The LLVM compiler supports several accelerated programming models including OpenMP, HIP, opencl, stdpar, hipfort, raja, and kokkos. Acceleration with OpenMP is available for FORTRAN, c, and C++. These examples demonstrate how to use the LLVM compiler to compile and execute applications using these different programming models and various utilities to support development.

The examples are divided into categories. These categories are:

  • OpenMP C++ and c examples of OpenMP target offload
  • FORTRAN FORTRAN examples of OpenMP target offload
  • HIP Acceleration with HIP
  • Raja Examples that use the RAJA programming model
  • Kokkos Examples that use the kokkos programming model
  • tools Examples on how to use profiling, debug, and address sanitizer tools
  • stress Examples that are complex or stress resources

Eventually we will add these categories:

  • stdpar C++ stdpar examples
  • opencl Examples of offloading with OpenCL
  • hipfort FORTRAN examples that use FORTRAN HIP bindings

Each category is a directory and each example is a subdirectory of the category directory. Typically there is a Makefile for each example. That Makefile can be executed with either update access to the example directory or in a different directory since examples typically exist in a read-only installation directory. These commands show how to run an example from a writable tmp directory.

mkdir /tmp/demo ; cd /tmp/demo
EXROOT=/opt/rocm/share/openmp-extras/examples  # The examples base directory.
make -f $EXROOT/openmp/veccopy/Makefile run

The above will compile and execute the openmp/veccopy example. The Makefile will print the compile and execute commands to your console.

Each Makefile typically includes the common Makefile helper file Makefile.find_gpu_and_install_dir. This include file finds the LLVM compiler and sets the environment variable LLVM_INSTALL_DIR if not already preset by the user. If not preset, or the value of LLVM_INSTALL_DIR specifies a nonexistant directory, the Makefile searches this list of directories:

/opt/rocm/lib/llvm /usr/lib/aomp ./../../../llvm  ~/rocm/aomp

The Makefile sets LLVM_INSTALL_DIR to the first directory it finds in the above list. It is recommended that users of these examples preset LLVM_INSTALL_DIR if they want to demo the compiler with something other than the last installed ROCm compiler.

The include file then determines if there is an active GPU and the GPU architecture (eg. gfx940, sm_70, etc). It first checks for an active amdgpu kernel module If there is an active amdgpu kernel, the LLVM compiler utility $(LLVM_INSTALL_DIR)/bin/amdgpu-arch is used to set the value LLVM_GPU_ARCH which instructs the compiler which GPU to compile for.
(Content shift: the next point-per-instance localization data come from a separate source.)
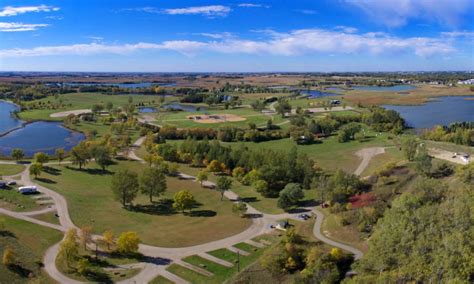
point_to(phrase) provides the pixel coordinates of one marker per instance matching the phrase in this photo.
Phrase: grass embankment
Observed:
(10, 169)
(29, 242)
(180, 120)
(91, 202)
(76, 101)
(220, 273)
(12, 200)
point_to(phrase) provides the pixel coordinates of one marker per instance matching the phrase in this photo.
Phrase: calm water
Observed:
(183, 107)
(396, 88)
(40, 136)
(317, 94)
(7, 120)
(147, 109)
(443, 111)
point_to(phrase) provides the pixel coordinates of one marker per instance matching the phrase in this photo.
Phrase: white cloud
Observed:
(216, 35)
(396, 13)
(13, 11)
(306, 11)
(210, 11)
(349, 30)
(294, 43)
(19, 27)
(251, 5)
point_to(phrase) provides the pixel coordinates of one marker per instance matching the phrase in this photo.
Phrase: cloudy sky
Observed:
(279, 35)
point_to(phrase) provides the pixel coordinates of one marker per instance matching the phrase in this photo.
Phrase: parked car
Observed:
(28, 189)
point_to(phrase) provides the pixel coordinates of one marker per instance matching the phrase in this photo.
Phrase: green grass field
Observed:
(11, 169)
(29, 242)
(91, 202)
(75, 101)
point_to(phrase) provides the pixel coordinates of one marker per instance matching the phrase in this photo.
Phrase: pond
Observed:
(439, 111)
(396, 88)
(183, 107)
(147, 109)
(39, 136)
(312, 94)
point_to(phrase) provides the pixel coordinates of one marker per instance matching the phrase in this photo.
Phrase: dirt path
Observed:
(367, 154)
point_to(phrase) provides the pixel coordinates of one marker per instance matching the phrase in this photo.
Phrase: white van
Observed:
(27, 189)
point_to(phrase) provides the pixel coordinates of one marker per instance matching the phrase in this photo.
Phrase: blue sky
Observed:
(236, 36)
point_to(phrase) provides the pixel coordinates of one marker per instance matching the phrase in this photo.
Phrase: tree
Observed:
(18, 154)
(153, 182)
(41, 158)
(409, 146)
(214, 166)
(283, 107)
(128, 242)
(86, 236)
(36, 169)
(183, 200)
(423, 161)
(101, 155)
(80, 154)
(9, 258)
(108, 238)
(290, 196)
(202, 176)
(125, 186)
(60, 153)
(239, 208)
(69, 248)
(223, 184)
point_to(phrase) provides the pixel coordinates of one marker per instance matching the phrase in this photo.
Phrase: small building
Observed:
(282, 225)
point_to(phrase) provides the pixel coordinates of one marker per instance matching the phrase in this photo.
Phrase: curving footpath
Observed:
(160, 258)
If no active amdgpu kernel module is found, the include file looks for an nvidia PCI device and then uses the compiler utility $(LLVM_INSTALL_DIR)/bin/amdgpu-arch to set the value LLVM_GPU_ARCH.

If no LLVM installation or GPU could be found, the example Makefile will fail. So if you want to demo the compiler with something other than the last installed ROCm compiler (which is typically found at /opt/rocm/lib/llvm), then it is recommended that users preset LLVM_INSTALL_DIR.

There are often other make targets to show different ways to build the binary. E.g. to run with some debug output set OFFLOAD_DEBUG variable:

env OFFLOAD_DEBUG=1 make
env OFFLOAD_DEBUG=1 make run

Run make help to see all the possible demos of each example.